Cancer Drug Tree Endangered
Taxus contorta, a Yew tree species growing in the Himalayas is now considered endangered by the International Union for Conservation of Nature. It has been overharvested for the production of the anti-cancer drug Taxol.
The harvesting of the bark kills the trees, but it is possible to extract Taxol from clippings, so harvesting, if properly controlled, can be less detrimental to the plants, said Craig Hilton-Taylor, and IUCN manager. (Source: The Guardian)
Other species of Yew trees can also be used to make Taxol. Even eighteen years ago people knew Yew trees were going to be consumed at a rapid rate to make Taxol, but who would side with trees over people sick with cancer that needed treatment?

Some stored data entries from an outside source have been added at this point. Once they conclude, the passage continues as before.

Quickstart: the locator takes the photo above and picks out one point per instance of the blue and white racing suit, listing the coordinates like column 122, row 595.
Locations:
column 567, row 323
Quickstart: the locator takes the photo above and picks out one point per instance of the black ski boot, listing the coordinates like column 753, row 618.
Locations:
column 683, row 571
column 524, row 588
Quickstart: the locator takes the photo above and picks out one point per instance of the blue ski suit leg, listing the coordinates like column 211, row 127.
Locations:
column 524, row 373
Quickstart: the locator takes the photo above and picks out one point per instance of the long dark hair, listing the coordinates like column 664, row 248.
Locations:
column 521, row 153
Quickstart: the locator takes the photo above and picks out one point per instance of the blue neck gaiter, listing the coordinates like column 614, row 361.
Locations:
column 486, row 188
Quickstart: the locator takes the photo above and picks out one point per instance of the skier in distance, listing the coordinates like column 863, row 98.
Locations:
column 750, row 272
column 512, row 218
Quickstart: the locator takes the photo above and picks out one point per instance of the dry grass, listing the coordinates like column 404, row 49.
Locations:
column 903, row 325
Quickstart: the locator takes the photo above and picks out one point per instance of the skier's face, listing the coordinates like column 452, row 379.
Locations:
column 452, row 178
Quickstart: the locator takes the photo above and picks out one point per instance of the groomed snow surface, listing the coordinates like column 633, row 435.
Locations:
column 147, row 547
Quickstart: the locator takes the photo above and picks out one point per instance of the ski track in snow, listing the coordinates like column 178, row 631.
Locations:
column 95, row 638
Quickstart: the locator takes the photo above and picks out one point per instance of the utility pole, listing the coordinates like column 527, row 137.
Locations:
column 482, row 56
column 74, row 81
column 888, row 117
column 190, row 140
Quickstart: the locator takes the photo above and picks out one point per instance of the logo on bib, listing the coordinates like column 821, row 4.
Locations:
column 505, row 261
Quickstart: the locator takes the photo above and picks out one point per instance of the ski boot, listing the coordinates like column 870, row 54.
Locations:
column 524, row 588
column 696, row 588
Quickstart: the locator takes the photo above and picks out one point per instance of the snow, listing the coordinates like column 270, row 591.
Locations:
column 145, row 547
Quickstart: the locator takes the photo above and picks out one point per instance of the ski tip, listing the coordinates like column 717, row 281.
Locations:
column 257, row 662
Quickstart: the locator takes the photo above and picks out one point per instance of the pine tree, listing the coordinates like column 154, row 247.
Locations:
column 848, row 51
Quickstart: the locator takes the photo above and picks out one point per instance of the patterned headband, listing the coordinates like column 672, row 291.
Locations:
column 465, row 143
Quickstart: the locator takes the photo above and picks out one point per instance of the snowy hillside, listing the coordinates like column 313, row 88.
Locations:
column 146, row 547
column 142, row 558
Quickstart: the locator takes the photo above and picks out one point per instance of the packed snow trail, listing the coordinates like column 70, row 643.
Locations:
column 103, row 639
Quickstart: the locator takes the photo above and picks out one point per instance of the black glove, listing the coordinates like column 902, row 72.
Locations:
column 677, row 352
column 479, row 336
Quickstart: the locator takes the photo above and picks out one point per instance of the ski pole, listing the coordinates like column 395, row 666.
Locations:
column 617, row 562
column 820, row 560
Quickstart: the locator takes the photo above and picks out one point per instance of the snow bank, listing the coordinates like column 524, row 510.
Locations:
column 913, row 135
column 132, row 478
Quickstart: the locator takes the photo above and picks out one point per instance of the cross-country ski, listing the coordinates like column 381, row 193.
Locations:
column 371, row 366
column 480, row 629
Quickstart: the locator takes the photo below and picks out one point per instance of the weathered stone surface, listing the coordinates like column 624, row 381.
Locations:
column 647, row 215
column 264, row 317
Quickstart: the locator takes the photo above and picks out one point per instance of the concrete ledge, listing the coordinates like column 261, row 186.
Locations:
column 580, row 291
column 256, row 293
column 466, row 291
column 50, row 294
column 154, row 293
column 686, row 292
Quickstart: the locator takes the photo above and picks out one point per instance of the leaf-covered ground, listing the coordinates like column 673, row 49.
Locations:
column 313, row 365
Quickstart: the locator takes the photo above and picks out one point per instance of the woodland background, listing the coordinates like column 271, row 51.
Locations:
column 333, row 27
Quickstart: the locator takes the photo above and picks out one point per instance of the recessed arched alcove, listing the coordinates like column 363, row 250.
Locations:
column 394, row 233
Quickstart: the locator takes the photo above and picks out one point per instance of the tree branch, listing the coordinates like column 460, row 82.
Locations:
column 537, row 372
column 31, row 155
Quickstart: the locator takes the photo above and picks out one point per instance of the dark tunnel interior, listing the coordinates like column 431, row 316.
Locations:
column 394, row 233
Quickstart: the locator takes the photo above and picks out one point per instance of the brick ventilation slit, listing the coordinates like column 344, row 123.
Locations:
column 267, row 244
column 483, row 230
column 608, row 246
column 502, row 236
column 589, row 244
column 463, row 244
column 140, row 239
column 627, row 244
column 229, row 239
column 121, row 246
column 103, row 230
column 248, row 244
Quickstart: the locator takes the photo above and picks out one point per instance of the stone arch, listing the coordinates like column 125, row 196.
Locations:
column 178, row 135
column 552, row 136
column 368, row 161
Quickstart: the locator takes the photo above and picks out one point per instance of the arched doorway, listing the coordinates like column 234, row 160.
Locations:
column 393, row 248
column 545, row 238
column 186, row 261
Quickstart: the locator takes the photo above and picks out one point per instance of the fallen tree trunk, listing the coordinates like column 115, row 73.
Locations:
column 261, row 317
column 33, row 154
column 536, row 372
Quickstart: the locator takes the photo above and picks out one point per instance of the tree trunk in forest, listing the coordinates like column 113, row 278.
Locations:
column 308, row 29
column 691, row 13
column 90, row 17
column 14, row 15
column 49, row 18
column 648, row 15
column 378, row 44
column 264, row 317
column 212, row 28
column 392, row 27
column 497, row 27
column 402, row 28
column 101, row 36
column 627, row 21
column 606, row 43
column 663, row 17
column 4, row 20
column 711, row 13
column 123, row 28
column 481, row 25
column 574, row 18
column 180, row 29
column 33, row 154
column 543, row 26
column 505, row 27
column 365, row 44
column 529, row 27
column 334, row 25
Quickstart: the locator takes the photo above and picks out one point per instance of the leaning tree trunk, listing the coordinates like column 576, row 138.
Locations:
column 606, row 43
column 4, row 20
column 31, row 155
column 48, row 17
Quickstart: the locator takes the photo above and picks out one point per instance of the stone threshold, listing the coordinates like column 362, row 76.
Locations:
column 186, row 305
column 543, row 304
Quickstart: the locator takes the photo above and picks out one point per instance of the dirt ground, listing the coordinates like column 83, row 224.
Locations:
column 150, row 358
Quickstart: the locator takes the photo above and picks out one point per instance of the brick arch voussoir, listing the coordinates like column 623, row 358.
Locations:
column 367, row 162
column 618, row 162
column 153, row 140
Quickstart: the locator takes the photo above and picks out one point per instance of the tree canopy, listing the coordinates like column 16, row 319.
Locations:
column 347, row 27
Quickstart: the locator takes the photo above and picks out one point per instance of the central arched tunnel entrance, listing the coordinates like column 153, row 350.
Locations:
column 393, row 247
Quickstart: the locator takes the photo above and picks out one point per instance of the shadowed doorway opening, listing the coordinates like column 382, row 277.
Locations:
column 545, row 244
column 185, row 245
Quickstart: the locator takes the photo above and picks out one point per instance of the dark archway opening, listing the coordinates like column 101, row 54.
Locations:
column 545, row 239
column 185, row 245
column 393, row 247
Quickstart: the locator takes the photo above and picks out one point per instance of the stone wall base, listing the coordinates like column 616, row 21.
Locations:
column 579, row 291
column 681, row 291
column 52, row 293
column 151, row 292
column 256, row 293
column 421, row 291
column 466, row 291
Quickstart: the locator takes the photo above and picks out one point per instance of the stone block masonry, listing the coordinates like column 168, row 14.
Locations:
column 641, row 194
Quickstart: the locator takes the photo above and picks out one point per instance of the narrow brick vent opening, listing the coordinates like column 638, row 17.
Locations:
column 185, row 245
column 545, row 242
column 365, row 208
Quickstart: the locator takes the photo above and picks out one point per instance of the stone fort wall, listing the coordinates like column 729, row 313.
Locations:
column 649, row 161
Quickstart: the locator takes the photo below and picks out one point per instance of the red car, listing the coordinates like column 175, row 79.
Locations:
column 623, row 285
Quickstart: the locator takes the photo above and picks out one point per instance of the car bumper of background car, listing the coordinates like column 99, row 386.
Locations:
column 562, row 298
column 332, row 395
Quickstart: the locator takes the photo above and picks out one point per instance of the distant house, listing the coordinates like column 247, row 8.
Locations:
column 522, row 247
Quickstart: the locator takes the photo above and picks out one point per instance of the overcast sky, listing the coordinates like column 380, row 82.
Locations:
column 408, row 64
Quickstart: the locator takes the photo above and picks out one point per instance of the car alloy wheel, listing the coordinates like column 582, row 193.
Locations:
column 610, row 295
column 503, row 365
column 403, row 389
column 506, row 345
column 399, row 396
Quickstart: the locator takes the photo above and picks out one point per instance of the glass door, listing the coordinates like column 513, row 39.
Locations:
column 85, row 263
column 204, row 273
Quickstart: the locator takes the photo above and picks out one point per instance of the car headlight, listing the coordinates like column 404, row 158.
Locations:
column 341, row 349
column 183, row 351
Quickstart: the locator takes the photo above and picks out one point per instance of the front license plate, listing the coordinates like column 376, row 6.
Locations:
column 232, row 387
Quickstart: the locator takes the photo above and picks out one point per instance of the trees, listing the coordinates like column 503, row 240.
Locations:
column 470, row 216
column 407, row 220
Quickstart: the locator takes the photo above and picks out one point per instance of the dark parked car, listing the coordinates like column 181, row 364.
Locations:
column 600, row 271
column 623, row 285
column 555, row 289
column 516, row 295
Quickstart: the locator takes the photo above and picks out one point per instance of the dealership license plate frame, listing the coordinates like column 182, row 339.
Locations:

About six 100-year-old yew trees must be sacrificed to treat each cancer patient. But the scraggly, slow-growing Pacific yew, once common in old-growth forests from Northern California through British Columbia, has fallen victim to widespread clear-cutting, making it scarce, reported Stanford News back in 1991.
Apparently Taxol has been produced in a lab setting, but that kind of production has not been found feasible commercially, presumably due to excessive costs. Another prohibitively high cost method of production has been conversion of baccatin III or 10-deacethylbaccatinIII found in Taxus needles. Additionally, researchers at Tufts University last year said they had found a way to produce the precursors to Taxol in the lab, but still are at a preliminary stage and need further exploration.
Taxol was approved by the FDA in 1984 for clinical trials, and by 1993 Br! istol-My ers Squibb was allowed to begin selling it to healthcare facilities for cancer treatment. The compound was discovered in 1967 when the chemists Monroe E. Wall and Mansukh C. Wani isolated it.